Chris Erskine of the Los Angeles Times caught up with Keith Jackson. Seven years after calling his last game, the legendary announcer still is spry and full of stories.
Erskine’s story provides a taste of what we’ve been missing all these years. He writes:
But I miss The Voice. As with Vin Scully, it became the signature soundtrack for a particular sport. And there are no apparent successors.
A few more observations from Jackson’s six decades in the booth:
—”The ’72 Trojans were the best football team I ever saw.”
—”Bo Schembechler was the best after-dinner speaker I ever heard. He’d even have the old boys in the back of the room snorting and jumping up and down.”

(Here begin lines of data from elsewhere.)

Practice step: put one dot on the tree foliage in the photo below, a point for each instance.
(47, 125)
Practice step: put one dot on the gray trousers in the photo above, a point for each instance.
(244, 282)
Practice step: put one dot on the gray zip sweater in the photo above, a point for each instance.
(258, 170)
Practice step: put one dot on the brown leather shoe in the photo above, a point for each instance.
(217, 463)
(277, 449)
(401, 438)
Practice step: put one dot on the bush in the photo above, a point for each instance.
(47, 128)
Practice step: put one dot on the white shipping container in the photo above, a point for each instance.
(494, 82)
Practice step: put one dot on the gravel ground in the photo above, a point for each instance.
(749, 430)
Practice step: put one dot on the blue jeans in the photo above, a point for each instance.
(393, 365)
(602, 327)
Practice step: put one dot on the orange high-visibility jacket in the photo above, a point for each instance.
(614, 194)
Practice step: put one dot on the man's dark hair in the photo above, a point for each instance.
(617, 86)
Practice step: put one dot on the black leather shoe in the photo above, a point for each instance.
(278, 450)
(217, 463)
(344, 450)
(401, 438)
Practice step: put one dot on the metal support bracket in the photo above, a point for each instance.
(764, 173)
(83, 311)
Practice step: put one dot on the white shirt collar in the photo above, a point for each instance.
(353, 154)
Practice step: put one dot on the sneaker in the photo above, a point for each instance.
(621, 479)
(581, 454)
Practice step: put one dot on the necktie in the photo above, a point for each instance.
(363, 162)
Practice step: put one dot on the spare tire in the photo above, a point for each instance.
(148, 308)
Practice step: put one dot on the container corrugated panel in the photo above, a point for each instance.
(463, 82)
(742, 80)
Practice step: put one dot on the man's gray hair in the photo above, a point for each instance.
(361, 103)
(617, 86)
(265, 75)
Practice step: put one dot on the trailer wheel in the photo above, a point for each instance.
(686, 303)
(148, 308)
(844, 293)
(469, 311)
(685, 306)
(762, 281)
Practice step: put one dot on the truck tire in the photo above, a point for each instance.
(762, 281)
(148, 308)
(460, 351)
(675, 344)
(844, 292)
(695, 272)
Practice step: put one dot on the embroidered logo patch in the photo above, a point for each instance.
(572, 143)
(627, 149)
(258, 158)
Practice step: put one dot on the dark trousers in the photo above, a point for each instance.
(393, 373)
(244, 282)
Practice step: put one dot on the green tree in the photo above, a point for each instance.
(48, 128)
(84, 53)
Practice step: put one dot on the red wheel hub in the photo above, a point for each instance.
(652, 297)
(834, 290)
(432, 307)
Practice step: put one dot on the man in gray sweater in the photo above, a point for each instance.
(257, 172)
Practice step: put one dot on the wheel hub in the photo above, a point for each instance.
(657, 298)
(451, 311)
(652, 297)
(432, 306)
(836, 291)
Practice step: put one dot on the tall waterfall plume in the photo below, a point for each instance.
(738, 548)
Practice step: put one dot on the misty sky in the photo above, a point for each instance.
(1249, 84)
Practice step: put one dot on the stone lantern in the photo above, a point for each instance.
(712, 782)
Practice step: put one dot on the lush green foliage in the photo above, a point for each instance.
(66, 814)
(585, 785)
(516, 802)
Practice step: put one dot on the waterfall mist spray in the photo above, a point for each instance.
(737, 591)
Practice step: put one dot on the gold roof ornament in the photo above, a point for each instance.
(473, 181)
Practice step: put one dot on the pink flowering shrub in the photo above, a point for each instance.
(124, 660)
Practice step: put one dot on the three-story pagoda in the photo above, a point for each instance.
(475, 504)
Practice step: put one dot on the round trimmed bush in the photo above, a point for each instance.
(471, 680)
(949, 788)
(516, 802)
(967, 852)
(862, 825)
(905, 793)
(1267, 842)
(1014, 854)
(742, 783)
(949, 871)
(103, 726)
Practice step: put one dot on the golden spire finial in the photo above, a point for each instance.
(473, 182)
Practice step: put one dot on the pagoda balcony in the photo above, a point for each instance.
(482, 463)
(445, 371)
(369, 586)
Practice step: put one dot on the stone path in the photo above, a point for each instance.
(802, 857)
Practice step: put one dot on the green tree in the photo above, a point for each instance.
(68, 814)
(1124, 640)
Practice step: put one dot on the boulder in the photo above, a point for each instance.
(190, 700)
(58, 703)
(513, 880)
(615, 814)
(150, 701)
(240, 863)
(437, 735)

—Legendary innovator Amos Alonzo Stagg “studied the ministry but couldn’t deliver a sermon … he had heart palpitations. So he became a football coach.”
—”Knute Rockne’s wife wouldn’t come out West [with the Notre Dame team] till they arranged a lunch with Valentino.”
—”The very best place to take a nap is in the back of a cotton wagon.”
And there’s this:
Any other tips for today’s broadcasters?
“They talk too damn much,” he says. “You wear the audience out.”
And, even more importantly:
“You must tell the truth,” he says of both broadcasters and coaches. “You must be truthful to yourself and the values of the game that got you there.
They don’t make em’ like Keith Jackson anymore and that’s a shame.